Cross-currency holidays/furloughs to result in muted growth for the
companies
Tier-1 IT companies could report $-revenue growth in the range of 2.2-1.0% Q/Q in
December quarter, partially offset by cross-currency headwinds. We expect cross
currency impact of 220-170 bps for companies under coverage. Despite
improvement in overall demand scenario across sectors, we expect companies under
our coverage to report muted performance both on top-line as well as operating
profit levels. The Oct-Dec quarter is generally a lean quarter for industry because of
furloughs/shutdowns and holidays which result in lower number of billable hours.
Despite weak INR vs USD, we do not expect improvement at net level due to
appreciation of INR against other global currencies. TechM is likely to deliver industry
leading $-revenue growth. Amongst, Tier-1 Infosys may deliver lowest growth but
could give positive client budget commentary. BFSI and Manufacturing verticals are
likely to demonstrate muted performance due to furloughs. Retail and new age IT
(Cloud & Mobility) could see strong show. The dollar has appreciated v/s Euro, GBP
and AUD, which will have a negative impact on reported USD growth (Cross Currency
Impact).
Positive Client Budget Commentary: On back of rebound in Tech Pulse, ISM
Manufacturing, CEO Confidence, and US Corporate profit Index, we expect positive
IT budget commentary from Tier-1 IT companies. The companies could see slight
uptake in client budget relative to CY14. Key drivers would be revival in USA economy
and signs of improvement & stabilization in Europe. In CY15, IT services sales are
expected to grow by 3.6% Y/Y to $679bn, according to Gartner. This could further
lead to higher revenue visibility going-ahead in FY16/FY17. Tier-I companies order
book could include large size deal wins from Europe. Though current quarter
performance could remain muted, long-term outlook appears robust for IT services
industry.
SQS BFSI mid-cap growth leader: In our mid-tier coverage, we expect SQS BFSI
India to lead the $-revenue growth followed by KPIT and Mastek. Given the crosscurrency
impact and delays from large clients, NIIT Tech is likely to see muted revenue
performance. On back of KPIT’s better than expected performance, we expect the
company to meet its FY15 $-revenue guidance. On back of strong show from
insurance vertical, Mastek could post $-revenue growth of 2.5% Q/Q, partially offset
by muted performance in Government vertical segment.
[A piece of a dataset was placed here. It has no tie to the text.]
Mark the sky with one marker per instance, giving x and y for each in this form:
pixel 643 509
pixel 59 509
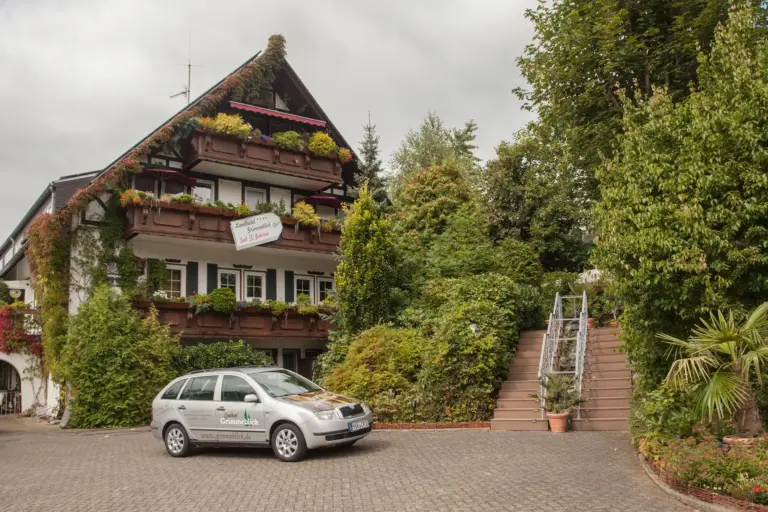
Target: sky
pixel 82 81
Key Monitorables: - (I) Infosys’s management commentary on future revenue
outlook and update on continuous attrition in top brass, (II) BFSI, Manufacturing
and Retail vertical outlook, (III) Commentary on discretionary spend uptake, (IV)
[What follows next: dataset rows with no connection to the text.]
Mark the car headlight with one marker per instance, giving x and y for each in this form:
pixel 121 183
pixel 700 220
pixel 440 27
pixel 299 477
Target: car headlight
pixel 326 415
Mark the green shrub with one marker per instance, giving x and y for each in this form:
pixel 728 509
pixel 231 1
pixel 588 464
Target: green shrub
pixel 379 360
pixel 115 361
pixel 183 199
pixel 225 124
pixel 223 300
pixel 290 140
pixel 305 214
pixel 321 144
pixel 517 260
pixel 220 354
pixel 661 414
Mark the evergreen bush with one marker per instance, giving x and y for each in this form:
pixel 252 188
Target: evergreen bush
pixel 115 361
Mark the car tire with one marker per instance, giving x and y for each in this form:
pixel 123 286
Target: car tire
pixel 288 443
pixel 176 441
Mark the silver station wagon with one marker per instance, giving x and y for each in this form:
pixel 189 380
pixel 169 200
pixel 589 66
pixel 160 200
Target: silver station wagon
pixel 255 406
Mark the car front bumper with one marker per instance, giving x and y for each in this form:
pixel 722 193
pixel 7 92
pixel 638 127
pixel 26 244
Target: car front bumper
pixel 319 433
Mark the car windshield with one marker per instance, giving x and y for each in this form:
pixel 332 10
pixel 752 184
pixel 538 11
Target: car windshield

TCS – future demand outlook, (V) Wipro – Q4FY15 guidance, (VI) HCLT – Outlook of
software and IMS segment, (VII) TechM – demand outlook/synergies & cross-selling
opportunity (VIII) NIIT Tech – EBITDA margin commentary, and (IX) KPIT – free cash
flow generation/Cummins & other key segments outlook.
Prefer Mastek, SQS, Onmobile & KPIT: The strong deal wins; low running
expectation, valuation discount and unutilized margin levers leave room for positive
surprise for Mastek, SQS, Onmobile & KPIT in mid-cap space. Infosys potential to
outperform its peers has strengthened in light of global recovery and stable
management. After re-organization & de-merger of non-IT segment, Wipro is
returning to industry level growth and sustenance could lead to further re-rating.
TCS is a consistent performer; however, any disappointment could lead to de-rating.
Key risk: Sluggish growth in lead economic indicators in US and Europe.